L’article replace l’œuvre de M. I. Rostovtzeff sur la mer Noire septentrionale dans le contexte intellectuel et politique de la Russie pré-révolutionnaire et s’efforce de mettre en lumière les potentialités que sa synthèse offrait aux Russes en matière d’auto-identification et d’historiographie, particulièrement eurasianistes. La thèse centrale de son ouvrage sur ce sujet est mise en relation avec les interprétations religieuses qu’il donne de scènes figurées apparaissant sur des antiquités gréco-scythes (notamment le rhyton Karagodeuashkh) qui l’autorisent à relier la culture matérielle avec certains concepts politiques iraniens et à souligner des continuités historiques entre les monarchies anciennes et modernes dans le monde russe.
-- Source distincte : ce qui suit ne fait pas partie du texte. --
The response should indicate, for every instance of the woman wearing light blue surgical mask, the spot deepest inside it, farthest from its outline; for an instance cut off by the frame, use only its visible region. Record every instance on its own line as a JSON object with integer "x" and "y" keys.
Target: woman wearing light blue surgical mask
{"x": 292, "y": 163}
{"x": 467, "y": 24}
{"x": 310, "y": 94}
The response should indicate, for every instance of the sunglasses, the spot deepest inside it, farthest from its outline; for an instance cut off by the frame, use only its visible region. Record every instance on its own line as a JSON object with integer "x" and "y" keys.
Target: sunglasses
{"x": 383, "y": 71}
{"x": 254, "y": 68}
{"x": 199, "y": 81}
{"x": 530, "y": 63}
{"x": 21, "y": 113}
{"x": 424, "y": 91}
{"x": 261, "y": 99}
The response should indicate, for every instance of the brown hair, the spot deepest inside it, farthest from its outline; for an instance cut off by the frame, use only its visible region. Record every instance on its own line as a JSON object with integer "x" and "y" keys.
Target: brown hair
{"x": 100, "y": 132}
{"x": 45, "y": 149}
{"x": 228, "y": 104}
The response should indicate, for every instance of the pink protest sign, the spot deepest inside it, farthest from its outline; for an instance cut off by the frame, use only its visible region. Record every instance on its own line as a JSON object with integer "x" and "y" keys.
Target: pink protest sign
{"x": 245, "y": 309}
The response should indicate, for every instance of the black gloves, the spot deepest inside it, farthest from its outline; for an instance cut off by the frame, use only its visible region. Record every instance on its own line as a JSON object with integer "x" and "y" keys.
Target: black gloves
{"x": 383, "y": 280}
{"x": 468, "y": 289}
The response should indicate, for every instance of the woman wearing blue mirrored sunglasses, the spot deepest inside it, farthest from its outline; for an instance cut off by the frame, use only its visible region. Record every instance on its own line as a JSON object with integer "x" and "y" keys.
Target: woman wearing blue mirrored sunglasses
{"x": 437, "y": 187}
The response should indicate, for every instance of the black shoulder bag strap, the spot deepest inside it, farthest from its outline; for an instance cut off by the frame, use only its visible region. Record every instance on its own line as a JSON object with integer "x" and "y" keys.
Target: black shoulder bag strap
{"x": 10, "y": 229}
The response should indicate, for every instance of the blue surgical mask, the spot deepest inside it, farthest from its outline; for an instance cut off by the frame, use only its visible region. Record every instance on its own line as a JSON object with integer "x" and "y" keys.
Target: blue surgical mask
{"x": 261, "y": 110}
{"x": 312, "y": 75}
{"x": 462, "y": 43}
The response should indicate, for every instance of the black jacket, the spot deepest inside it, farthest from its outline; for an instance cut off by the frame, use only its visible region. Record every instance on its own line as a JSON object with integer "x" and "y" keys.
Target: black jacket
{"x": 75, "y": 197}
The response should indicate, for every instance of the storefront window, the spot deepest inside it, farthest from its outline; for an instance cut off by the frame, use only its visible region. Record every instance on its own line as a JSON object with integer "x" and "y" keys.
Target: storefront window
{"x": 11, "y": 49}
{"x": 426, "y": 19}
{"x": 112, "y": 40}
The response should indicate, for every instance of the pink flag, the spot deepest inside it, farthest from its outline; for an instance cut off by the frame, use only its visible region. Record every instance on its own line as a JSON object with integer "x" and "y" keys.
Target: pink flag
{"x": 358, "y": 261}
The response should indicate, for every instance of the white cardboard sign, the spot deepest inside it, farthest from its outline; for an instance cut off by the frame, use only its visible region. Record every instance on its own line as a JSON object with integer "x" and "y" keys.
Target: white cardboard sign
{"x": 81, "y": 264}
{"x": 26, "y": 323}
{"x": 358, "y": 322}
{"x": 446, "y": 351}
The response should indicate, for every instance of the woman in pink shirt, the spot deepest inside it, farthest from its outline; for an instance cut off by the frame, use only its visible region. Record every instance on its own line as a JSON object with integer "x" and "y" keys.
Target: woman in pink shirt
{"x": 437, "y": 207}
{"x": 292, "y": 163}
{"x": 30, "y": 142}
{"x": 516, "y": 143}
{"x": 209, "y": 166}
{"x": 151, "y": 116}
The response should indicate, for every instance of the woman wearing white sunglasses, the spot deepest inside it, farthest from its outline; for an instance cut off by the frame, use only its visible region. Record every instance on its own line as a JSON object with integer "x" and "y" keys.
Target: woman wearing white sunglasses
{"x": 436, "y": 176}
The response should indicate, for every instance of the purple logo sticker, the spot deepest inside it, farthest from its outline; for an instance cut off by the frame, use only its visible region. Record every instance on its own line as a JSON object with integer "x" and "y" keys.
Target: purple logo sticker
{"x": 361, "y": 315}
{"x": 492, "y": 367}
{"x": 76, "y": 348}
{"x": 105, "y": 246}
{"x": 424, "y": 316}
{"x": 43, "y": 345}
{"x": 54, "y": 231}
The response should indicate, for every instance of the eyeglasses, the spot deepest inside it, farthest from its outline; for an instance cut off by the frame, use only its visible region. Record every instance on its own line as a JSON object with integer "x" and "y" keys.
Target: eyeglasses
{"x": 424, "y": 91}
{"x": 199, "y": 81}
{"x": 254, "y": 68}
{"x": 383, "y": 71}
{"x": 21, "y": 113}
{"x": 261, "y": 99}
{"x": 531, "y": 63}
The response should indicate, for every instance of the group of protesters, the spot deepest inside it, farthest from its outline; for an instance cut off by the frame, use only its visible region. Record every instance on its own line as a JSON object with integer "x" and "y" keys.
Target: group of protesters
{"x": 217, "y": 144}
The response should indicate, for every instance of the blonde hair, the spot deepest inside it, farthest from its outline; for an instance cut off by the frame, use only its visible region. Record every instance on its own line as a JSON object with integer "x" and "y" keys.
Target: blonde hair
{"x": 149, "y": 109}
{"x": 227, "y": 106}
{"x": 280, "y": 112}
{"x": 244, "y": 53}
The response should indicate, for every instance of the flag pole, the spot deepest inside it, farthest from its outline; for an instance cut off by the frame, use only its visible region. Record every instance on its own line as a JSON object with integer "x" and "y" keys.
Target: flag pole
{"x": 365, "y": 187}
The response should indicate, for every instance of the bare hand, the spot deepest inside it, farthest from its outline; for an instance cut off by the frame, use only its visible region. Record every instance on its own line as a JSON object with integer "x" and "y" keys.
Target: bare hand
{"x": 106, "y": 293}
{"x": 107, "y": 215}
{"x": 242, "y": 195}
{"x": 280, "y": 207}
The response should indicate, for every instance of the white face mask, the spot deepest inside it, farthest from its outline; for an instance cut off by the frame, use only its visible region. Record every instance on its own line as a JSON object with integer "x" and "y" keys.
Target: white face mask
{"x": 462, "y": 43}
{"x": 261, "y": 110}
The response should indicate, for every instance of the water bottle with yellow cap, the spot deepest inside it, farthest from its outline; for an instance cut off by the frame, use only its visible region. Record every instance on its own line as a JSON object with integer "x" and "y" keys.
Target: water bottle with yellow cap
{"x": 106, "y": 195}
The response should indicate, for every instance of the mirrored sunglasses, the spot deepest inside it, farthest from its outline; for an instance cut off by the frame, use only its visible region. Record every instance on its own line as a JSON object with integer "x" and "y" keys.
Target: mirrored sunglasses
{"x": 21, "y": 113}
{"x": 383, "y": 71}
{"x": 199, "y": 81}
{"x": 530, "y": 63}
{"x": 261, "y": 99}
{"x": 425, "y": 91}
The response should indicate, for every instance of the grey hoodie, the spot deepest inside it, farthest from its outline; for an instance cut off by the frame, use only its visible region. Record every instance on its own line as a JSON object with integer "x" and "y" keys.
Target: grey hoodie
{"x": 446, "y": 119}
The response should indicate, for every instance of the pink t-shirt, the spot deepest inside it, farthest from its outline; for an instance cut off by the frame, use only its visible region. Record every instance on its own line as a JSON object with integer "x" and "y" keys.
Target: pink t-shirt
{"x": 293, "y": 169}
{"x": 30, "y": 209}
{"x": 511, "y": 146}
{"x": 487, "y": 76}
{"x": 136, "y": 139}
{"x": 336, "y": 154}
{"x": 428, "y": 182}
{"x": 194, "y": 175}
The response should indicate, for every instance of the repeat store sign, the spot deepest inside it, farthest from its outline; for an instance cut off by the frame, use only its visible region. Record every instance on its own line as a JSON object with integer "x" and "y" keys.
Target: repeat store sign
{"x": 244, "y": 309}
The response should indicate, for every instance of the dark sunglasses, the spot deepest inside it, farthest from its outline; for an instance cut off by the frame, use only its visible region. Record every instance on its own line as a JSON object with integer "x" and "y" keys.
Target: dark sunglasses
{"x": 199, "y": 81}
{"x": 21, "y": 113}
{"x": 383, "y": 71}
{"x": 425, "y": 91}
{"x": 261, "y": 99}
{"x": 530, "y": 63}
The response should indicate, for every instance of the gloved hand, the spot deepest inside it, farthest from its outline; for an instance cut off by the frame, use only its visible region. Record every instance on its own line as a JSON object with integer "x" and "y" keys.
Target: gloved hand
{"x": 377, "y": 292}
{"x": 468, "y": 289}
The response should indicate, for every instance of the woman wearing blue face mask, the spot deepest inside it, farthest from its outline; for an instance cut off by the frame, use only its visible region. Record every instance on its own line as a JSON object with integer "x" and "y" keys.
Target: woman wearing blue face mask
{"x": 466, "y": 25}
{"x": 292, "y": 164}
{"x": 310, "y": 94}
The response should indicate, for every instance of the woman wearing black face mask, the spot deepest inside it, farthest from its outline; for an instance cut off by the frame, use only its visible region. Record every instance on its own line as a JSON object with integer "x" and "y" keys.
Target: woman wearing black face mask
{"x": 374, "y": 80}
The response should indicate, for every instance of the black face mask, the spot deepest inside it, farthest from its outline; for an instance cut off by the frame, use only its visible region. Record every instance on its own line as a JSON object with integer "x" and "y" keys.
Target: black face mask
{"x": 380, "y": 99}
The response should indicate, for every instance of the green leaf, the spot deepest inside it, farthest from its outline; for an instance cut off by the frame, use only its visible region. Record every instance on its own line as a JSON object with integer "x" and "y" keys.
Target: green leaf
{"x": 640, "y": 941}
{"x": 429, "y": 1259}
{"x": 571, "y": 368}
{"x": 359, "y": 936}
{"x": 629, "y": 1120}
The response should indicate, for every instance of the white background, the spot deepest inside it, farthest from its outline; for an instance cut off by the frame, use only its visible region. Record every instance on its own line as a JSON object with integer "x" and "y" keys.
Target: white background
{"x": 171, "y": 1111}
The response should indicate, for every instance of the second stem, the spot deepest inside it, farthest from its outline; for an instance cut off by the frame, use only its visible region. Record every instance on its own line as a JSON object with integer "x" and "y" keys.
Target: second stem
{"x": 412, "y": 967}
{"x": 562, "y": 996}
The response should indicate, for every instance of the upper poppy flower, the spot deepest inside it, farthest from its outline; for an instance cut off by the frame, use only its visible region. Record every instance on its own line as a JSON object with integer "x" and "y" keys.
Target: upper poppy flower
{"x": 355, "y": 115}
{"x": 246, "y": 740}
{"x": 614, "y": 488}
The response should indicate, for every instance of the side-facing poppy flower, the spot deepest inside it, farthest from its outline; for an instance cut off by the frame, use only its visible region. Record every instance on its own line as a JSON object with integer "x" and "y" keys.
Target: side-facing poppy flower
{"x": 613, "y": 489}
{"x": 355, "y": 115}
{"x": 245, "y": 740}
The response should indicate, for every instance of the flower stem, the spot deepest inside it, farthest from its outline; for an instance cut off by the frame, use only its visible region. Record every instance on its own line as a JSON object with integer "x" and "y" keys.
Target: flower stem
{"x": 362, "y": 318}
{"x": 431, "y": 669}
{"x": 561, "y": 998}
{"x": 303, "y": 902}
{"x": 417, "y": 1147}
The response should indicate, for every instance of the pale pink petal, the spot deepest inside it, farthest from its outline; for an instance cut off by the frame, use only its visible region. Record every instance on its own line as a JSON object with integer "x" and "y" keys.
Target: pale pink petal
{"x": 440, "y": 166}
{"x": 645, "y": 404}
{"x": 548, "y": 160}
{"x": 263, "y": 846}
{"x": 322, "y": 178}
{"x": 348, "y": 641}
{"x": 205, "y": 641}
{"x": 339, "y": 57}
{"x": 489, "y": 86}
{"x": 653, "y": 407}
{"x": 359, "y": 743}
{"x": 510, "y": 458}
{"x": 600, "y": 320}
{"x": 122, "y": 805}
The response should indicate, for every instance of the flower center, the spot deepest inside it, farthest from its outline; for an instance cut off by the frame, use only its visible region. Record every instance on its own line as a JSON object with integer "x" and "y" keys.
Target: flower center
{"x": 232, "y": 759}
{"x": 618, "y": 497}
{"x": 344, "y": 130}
Cette étude explique la manière dont Rostovtzeff a appréhendé l’interaction culturelle entre Iraniens et Grecs en tant que réponse russe à la tradition scientifique de J. G. Droysen et de F. Cumont qui visait à chercher les origines du christianisme dans la « fusion » entre Orient et Occident. On considère ici que Rostovtzeff avait raison de placer la collaboration et le croisement entre les élites culturelles au cœur de la formation des anciens États de la mer Noire septentrionale, mais qu’il avait tort de reconnaître là les prérequis normatifs de la civilisation en territoire russe. Ce dernier aspect de son travail était en rapport avec les intérêts impériaux d’un bout à l’autre du spectre politique et assura à Rostovtzeff une influence constante parmi les intellectuels émigrés de divers calibres et convictions.